PyArg_ParseTuple and Unicode

Mon Oct 22 16:13:23 EDT 2001

On Thu, 18 Oct 2001, Scottie wrote:

> I  am confused here, but this is not uncommon.  I am trying to get an
> extension to handle both normal strings and unicode.  From my initial
> reading of the PyArg_ParseTuple document, I thought the following
> would work:
>
> if( PyArg_ParseTuple(arg, "...u#...", ...) ) {
>     ...Unicode ops...
> }
> else if( PyArg_ParseTuple(arg, "...s#...", ...) ) {
>     ...plain string ops...
> }
>
>
> My understanding of "u" and "u#" was that they would fail on non-
> unicode input (while "s" and "s#" pass both along).  The behavior I
> see is different: "u#" gives me a pointer to the base of a vanilla
> string, but divides the length by two.
>
> Is this problem behavior in 2.2a4, or does the document need to
> explain this better, or is there something I am just not understanding?
> Or, of course, some combination of the three.

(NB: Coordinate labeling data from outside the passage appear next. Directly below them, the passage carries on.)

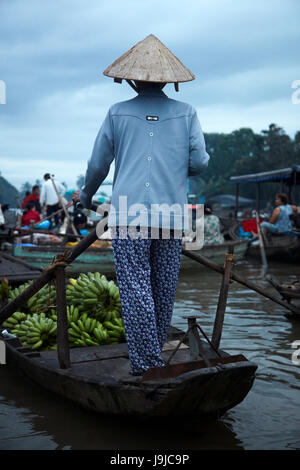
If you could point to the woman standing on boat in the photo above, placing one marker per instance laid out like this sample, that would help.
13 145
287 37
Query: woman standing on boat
280 222
157 143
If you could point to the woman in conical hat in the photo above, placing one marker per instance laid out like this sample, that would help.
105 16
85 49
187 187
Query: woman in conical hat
156 143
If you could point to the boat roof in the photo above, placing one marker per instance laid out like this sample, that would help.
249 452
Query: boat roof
289 175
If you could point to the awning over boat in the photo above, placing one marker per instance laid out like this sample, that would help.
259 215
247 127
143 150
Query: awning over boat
289 175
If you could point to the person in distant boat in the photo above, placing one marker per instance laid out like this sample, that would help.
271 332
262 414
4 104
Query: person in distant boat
34 197
2 219
31 216
212 230
280 221
26 199
49 197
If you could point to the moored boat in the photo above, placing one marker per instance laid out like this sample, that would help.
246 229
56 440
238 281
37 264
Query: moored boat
41 255
99 380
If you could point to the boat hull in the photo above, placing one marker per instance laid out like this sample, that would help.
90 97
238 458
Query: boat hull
203 393
102 259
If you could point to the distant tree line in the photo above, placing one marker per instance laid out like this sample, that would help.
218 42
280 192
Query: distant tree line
240 152
245 152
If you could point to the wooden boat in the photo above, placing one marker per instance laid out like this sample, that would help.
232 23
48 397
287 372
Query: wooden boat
16 270
217 253
92 258
289 292
99 380
283 248
42 255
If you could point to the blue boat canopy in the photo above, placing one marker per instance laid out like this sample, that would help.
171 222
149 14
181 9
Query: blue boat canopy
289 175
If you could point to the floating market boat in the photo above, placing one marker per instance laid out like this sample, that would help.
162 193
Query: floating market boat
99 379
92 258
41 255
286 247
288 291
217 253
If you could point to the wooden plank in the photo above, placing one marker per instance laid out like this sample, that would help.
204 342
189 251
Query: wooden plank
240 280
92 353
220 314
63 350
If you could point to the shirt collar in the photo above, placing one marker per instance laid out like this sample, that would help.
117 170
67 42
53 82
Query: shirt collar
153 92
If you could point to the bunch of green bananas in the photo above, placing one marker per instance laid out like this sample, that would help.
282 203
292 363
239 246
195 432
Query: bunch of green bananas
87 332
39 301
41 331
15 320
4 289
92 292
44 298
116 330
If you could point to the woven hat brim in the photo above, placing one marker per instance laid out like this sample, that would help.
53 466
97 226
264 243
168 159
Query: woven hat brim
149 61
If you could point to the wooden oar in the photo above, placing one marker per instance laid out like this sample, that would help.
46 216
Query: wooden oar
262 247
219 320
64 208
210 264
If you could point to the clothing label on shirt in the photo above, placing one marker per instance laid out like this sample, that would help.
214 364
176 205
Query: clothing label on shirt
152 118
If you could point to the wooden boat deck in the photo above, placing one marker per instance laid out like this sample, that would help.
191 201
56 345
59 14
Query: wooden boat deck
99 379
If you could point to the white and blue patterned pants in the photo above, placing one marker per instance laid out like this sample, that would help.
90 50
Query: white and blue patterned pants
147 274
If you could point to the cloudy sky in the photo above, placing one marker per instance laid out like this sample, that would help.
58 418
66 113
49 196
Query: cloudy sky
245 55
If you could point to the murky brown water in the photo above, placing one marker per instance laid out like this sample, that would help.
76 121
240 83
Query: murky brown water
269 417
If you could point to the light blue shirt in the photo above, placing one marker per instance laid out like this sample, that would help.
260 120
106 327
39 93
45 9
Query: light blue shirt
156 142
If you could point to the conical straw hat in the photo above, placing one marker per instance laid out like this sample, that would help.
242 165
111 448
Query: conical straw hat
149 61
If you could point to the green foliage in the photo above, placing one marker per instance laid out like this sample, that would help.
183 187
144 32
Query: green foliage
244 152
8 193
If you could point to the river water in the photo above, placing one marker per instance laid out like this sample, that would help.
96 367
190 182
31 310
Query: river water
268 418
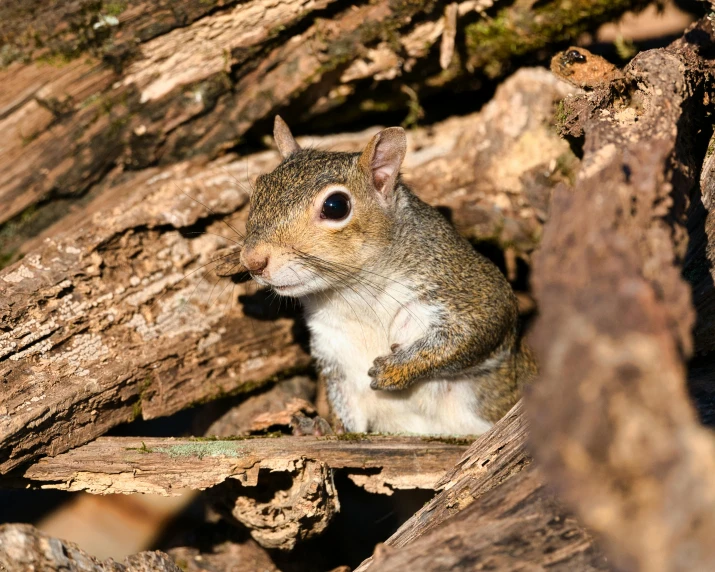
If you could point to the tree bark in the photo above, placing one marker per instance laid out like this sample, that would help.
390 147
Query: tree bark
94 89
612 424
23 548
110 317
166 465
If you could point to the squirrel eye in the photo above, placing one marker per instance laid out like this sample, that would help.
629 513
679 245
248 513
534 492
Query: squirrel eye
336 207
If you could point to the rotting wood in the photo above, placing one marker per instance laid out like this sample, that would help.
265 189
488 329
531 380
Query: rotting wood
491 460
112 320
95 89
165 465
23 548
514 527
613 427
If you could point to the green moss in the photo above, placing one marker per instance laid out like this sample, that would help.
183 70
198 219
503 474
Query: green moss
560 116
142 449
352 436
7 258
212 438
12 232
458 441
521 28
114 8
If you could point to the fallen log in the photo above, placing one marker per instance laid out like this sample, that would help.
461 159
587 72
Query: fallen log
493 510
23 548
95 89
110 317
164 466
613 427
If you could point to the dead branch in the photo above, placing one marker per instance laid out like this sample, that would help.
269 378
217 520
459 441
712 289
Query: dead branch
165 465
612 424
93 88
23 548
114 319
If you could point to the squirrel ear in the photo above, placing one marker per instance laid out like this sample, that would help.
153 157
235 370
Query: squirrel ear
287 145
382 158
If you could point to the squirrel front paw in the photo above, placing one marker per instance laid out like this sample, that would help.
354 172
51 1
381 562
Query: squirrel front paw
389 373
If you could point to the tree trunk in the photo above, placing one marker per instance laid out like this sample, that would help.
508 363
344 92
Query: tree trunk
95 89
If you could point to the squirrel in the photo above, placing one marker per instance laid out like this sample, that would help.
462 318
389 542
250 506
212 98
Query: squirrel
412 330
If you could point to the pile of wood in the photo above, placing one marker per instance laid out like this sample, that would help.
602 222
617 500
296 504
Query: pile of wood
115 313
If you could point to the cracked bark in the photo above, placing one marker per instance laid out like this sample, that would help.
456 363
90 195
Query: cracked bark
108 317
96 89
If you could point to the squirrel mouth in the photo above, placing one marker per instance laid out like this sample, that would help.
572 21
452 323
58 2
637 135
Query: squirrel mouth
286 288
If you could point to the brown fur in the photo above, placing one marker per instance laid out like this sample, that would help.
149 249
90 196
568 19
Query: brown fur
393 233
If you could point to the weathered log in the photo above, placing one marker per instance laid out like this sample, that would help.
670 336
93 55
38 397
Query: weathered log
516 526
92 89
492 459
113 319
494 510
166 465
613 427
23 548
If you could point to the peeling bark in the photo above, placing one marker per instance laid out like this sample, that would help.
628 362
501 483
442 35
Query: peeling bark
166 465
23 548
613 427
109 317
97 89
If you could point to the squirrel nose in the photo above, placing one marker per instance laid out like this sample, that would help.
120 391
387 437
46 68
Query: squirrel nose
256 262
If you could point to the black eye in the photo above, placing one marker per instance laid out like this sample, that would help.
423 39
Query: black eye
336 207
575 56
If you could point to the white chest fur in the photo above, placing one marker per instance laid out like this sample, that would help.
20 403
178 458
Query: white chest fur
350 329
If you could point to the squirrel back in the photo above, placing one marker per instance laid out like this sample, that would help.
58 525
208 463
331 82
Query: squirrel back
412 329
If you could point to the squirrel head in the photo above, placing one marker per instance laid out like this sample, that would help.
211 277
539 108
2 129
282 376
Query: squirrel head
321 217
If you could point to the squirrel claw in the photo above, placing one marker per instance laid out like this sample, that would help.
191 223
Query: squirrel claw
377 372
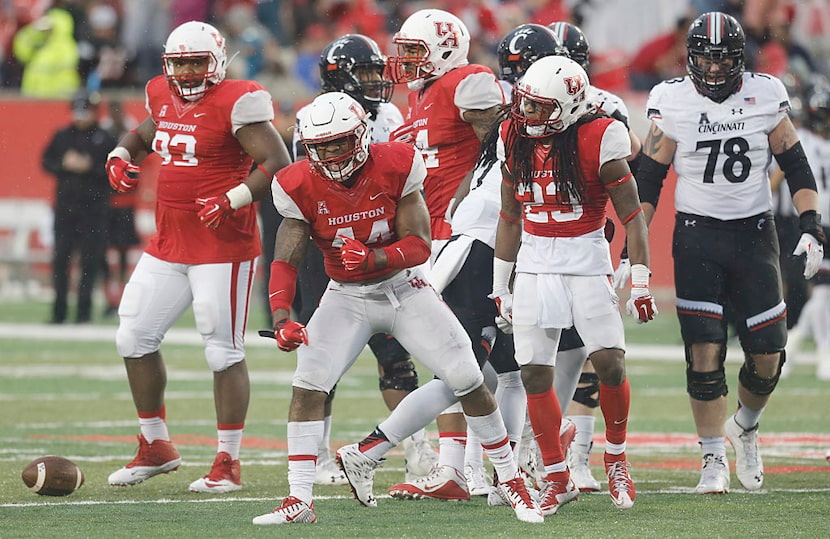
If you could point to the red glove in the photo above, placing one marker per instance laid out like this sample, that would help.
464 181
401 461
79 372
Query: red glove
355 255
215 211
404 133
290 335
123 176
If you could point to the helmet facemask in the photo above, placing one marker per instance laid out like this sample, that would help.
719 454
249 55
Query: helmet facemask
715 39
430 43
189 42
551 97
335 136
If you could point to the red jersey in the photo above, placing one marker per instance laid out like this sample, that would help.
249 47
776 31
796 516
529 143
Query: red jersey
544 215
448 144
200 158
365 211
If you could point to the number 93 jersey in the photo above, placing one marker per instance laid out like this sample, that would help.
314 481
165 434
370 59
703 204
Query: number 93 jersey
723 152
201 158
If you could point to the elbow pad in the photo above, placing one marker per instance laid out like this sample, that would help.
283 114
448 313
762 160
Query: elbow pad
650 176
796 169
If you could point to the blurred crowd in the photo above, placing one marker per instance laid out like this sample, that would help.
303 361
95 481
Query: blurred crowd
50 48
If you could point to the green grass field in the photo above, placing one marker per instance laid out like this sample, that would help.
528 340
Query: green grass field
71 398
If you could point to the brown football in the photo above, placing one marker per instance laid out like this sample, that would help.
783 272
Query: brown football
52 476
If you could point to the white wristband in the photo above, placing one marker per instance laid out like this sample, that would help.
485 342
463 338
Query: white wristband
502 269
240 196
122 152
639 275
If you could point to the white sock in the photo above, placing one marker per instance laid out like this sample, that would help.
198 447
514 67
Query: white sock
230 440
303 441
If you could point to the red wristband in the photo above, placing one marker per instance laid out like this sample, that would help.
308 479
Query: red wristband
407 252
282 285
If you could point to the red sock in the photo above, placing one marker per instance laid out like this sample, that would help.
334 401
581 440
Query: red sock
615 402
546 418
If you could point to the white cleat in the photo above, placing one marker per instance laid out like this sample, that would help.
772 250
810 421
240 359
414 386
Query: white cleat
524 505
476 480
292 511
327 473
360 472
748 465
714 477
420 458
580 466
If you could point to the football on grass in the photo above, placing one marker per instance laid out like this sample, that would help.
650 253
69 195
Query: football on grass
53 476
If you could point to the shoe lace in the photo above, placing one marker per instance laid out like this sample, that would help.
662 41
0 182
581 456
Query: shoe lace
517 492
749 440
618 478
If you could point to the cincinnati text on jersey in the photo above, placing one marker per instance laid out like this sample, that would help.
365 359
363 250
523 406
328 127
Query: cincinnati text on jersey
719 128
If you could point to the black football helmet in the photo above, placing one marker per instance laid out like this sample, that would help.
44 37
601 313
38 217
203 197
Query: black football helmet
524 45
339 63
715 36
574 40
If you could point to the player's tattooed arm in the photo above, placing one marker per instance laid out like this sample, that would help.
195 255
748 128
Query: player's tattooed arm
482 120
658 146
292 241
783 137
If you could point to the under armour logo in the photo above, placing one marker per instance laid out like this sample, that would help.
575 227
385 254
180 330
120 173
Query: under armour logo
417 282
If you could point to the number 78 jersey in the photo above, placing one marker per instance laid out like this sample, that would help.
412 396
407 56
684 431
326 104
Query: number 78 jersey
723 152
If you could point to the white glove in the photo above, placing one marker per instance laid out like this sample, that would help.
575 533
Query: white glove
641 305
504 325
622 274
810 246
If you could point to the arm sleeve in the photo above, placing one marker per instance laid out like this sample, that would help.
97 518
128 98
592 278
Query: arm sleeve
250 108
478 91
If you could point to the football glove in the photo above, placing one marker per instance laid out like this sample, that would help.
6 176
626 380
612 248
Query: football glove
813 249
290 335
622 273
123 176
641 305
354 254
214 210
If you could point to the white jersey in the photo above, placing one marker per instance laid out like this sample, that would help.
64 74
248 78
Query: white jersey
388 119
609 104
723 156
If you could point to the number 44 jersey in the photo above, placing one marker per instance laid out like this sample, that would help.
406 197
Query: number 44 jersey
723 152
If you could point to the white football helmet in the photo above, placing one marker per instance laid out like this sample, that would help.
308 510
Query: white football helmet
445 43
555 85
332 116
194 40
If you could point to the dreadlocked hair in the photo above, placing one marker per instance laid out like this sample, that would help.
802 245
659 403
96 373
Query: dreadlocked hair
487 151
563 159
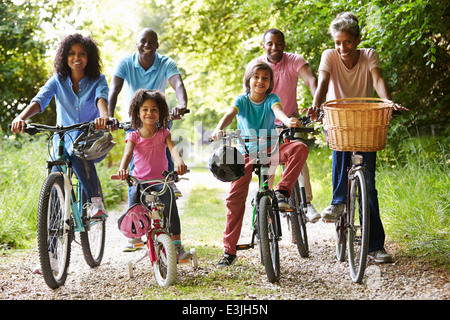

It's because the internal representation of Unicode strings in Python is,
strangely enough, Unicode (UCS-2), which uses wchar_t as its unit type, not
char, and wchar_t is twice as large as a char.

-- 
Ignacio Vazquez-Abrams  <ignacio at openservices.net>

   "As far as I can tell / It doesn't matter who you are /
    If you can believe there's something worth fighting for."
       - "Parade", Garbage